TORONTO (Reuters) - Canada’s economy should start ramping up in the second half of next year following a couple years of sluggish growth, allowing the Bank of Canada to resume raising interest rates by the end of 2013, the International Monetary Fund said on Wednesday.
In a report that warned about the threat to the Canadian economy from the U.S. “fiscal cliff,” a worsening euro zone debt crisis, and high levels of household debt, the multinational agency said real economic growth likely slowed to 2 percent this year. It expects growth of just 1.8 percent in 2013.
But it said the economy will start accelerating part way through next year, paving the way for growth of 2.25 percent in 2014. The IMF’s World Economic Outlook in October had forecast Canadian real GDP growth of 1.9 percent in 2012 and 2 percent in 2013.
“(If) a shock hits the economy, (households) already have a lot of debt and cannot smooth consumption by borrowing, cannot really borrow their way out of the crisis, and this is where Canada is right now,” Roberto Cardarelli, the IMF’s mission chief to Canada, said in a briefing to reporters.
“The challenge for policy in this context is to support growth, to make sure that the support to growth is not going to disappear over the next few quarters and to make sure that this gradual unwinding of excesses in the housing sector is ... gradual.”

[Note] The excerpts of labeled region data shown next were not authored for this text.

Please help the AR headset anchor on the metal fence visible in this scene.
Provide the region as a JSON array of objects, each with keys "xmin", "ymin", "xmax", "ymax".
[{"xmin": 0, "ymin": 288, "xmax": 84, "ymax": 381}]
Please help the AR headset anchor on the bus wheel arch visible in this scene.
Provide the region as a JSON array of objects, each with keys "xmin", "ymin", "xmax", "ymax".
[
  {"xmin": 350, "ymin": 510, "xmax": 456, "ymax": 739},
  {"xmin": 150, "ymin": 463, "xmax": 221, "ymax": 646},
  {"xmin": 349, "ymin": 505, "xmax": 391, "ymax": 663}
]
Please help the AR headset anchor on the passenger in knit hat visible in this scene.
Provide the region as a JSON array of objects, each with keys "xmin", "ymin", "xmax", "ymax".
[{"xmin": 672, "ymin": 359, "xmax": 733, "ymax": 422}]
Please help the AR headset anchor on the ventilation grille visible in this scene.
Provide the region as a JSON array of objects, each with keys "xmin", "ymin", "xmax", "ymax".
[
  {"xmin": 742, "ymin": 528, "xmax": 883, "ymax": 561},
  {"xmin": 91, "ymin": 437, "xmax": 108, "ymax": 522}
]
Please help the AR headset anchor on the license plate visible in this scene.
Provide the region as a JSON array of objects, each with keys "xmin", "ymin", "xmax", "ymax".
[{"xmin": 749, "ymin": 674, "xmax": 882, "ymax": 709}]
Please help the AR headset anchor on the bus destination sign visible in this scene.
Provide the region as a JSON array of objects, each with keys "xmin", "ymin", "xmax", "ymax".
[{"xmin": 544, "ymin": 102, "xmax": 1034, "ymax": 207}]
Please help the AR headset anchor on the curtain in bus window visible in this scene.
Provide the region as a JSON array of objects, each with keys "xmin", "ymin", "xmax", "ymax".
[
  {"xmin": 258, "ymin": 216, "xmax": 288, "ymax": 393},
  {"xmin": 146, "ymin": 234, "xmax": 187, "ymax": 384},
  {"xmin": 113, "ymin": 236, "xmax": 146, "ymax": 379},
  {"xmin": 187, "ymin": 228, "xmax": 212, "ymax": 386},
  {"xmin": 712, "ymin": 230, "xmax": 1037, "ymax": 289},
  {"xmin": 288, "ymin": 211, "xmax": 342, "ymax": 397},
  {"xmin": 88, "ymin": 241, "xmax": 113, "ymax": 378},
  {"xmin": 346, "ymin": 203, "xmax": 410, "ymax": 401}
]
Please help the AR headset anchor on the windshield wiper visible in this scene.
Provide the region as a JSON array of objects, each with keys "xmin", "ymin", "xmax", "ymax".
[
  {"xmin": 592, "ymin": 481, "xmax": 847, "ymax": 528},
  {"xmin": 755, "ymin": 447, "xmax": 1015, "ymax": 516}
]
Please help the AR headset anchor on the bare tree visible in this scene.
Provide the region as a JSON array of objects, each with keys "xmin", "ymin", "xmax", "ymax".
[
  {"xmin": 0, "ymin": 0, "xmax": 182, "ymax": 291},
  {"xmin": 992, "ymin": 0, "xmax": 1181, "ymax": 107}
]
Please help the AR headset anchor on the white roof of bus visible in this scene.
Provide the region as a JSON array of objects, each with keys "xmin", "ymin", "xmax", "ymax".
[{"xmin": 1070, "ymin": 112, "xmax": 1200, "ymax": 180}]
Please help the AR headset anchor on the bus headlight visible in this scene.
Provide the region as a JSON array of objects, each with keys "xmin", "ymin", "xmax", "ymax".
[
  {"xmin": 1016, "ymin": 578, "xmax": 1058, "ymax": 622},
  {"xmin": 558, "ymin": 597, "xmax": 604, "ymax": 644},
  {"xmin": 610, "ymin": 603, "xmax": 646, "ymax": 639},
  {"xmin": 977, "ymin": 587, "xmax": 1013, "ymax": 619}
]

The IMF expects stronger exports and business investment to contribute to the pickup in growth in the second half of 2013, helped by more certainty in the United States, Canada’s largest trading partner.
Exports have struggled because of the relatively strong Canadian dollar, which the IMF saw as 5 to 15 percent overvalued given the country’s wide current account deficit <ID:L1E8MT3I4>.
The currency has been supported by heavy flows of foreign investment, attracted partly by the Canada’s comparatively strong economic fundamentals. Canada’s safe-haven appeal has been further boosted by an IMF plan to have big players such as central banks detail their holdings of Canadian dollars.
The multinational agency approved of the Bank of Canada’s current accommodative stance - its key interest rate sits at a below-inflation 1 percent - and said the next gradual monetary tightening should start in late 2013.
The IMF’s recommendation is similar to the median view of forecasters in a recent Reuters poll, which was that the Bank of Canada - still the most hawkish Group of Seven central bank - will resume raising interest rates in the fourth quarter of 2013. <CA/POLL>
Cardarelli said he expected Canada’s output gap - excess slack in the economy - to be absorbed by the end of 2015.
The IMF cautioned, however, on Canada’s high level of household debt. “If household imbalances continue to build up in the context of modest growth, further macro-prudential measures should be taken into account before considering an earlier start of monetary tightening,” the report said.
The agency welcomed tighter government mortgage rules introduced this year and said that if the economy were to weaken significantly, there was still room for further monetary easing.
If the U.S. “fiscal cliff” remains unresolved - which many economists say could push the United States back into recession - the IMF estimates that the impact on Canada would be around 75 percent of the effect on the U.S. economy.
On the domestic front, the IMF noted a cooling housing sector and cautioned that economic headwinds would be exacerbated by the high levels of household debt, which could force households to spend less and save more.
It said, however, Canada should be able to avoid a housing crash like the one experienced by the United States. It said the housing market is currently about 10 percent overvalued in real terms overall, and that prices should flatten out over the next five years, taking inflation into account.
While praising a sound banking system that helped Canada weather the global recession better than many of its peers, the IMF noted that Canadian banks are not immune to troubles abroad.
It said that the low interest rate environment would make profit growth challenging, prompting banks to rely more on volatile capital markets and expand abroad.
The IMF called for further steps to strengthen the financial system, and supported efforts to establish a single securities regulator.
The agency also warned that the low interest rate environment would weigh on non-bank sectors such as pension funds, which may require higher contributions.
The report said the government should continue to address long-term spending pressures.
While Ottawa’s plans to balance the budget by 2015 are “well within reach,” it said deficit-cutting may prove more difficult for some of Canada’s largest provinces. In the event of big negative shocks from abroad, the IMF recommended that the federal government consider more fiscal stimulus.